Thoughts On The Dead

Musings on the Most Ridiculous Band I Can't Stop Listening To

How Bad Could They Be?


“Helen, all I’m saying is that we don’t know what’s being let into the country.”

“They’re religious refugees, Bob.”

“They dress weird!”

“They think we dress weird.”

“They only have one god! And, quite frankly, he seems like a dick.”

“Well, they’re here and we should welcome them. How bad could they be?”

“They have no interest in learning our language.”

“In their defense, our language is very difficult.”

“And now we have to have dinner with them?!”

“One meal. Some turkey, some corn–”

“We call it maize.”

“–and some apple pie.”

“No apples trees in North America in 1621, Helen.”

“You get my point. We’ll break bread with them and then we’ll be friends. They seem like lovely people.”

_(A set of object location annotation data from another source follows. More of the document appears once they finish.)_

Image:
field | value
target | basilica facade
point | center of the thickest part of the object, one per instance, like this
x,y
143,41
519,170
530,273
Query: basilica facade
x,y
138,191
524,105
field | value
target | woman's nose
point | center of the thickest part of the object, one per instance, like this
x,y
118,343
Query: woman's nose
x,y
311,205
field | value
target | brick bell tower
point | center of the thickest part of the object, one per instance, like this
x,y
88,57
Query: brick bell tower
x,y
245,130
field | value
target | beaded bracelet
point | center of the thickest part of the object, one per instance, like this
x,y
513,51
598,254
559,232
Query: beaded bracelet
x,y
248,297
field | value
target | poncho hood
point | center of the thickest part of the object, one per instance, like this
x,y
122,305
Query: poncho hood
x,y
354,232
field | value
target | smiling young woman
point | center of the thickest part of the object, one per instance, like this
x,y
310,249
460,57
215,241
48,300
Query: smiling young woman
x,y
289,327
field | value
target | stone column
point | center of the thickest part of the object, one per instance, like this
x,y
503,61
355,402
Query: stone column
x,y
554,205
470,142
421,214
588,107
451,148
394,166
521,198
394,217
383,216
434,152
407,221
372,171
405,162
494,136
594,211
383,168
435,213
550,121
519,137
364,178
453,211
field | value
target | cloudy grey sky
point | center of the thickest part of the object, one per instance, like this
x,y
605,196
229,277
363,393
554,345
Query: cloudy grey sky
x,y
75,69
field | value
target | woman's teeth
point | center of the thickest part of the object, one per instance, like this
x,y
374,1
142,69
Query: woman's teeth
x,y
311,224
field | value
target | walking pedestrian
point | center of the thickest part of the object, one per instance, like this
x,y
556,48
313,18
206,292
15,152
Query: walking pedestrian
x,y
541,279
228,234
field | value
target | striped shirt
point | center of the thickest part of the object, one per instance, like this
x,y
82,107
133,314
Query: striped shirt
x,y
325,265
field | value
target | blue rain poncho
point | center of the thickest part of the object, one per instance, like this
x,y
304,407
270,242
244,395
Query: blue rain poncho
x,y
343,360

“They’ll be lovelier after none of them survive the winter.”

“Stop it. Be nice.”

“Can I hit one of them in the face with a tomahawk?”

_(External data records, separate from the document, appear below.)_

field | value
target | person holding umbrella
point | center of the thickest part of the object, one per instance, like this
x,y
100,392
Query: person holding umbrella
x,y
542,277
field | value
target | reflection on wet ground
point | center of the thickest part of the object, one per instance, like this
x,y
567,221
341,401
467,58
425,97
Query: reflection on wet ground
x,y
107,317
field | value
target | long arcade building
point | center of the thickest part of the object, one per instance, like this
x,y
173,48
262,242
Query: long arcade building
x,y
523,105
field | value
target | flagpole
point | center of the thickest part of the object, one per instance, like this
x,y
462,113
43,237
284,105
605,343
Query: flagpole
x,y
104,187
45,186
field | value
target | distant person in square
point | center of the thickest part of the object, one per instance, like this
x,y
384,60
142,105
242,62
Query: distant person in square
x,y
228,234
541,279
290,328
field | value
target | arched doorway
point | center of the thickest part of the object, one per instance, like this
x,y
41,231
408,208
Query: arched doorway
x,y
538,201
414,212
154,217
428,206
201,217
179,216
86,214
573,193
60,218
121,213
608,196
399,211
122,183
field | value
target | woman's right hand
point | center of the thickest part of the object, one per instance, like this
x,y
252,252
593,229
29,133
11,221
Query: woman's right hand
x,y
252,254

“Wampanoag don’t have tomahawks, dear.”

“What about a big rock, Helen? Do Wampanoag have big rocks?”

“We will have one friendly meal with the English. What’s the worst that could happen?”

“I’m going to remember you said that.”

“Good for you, Bob.”


  1. Bonnie Lass of Fenario

    November 26, 2015 at 8:05 pm

    THAT is how bad we can be.

    • My favorite holiday-related injuries are the fried turkey burns.

      Losing eyes and finger to fireworks is funny, but the house burning down because an idiot chucked a half-thawed turkey into a vat of boiling oil is just the best value for your entertainment dollar.

  2. I just jumped the watchman
    Right outside the fence
    Took his Rolex and Earthroamer
    Aint that heaven sent
    – Squanto 1692

  3. hey, i live in the land of the wampanoag!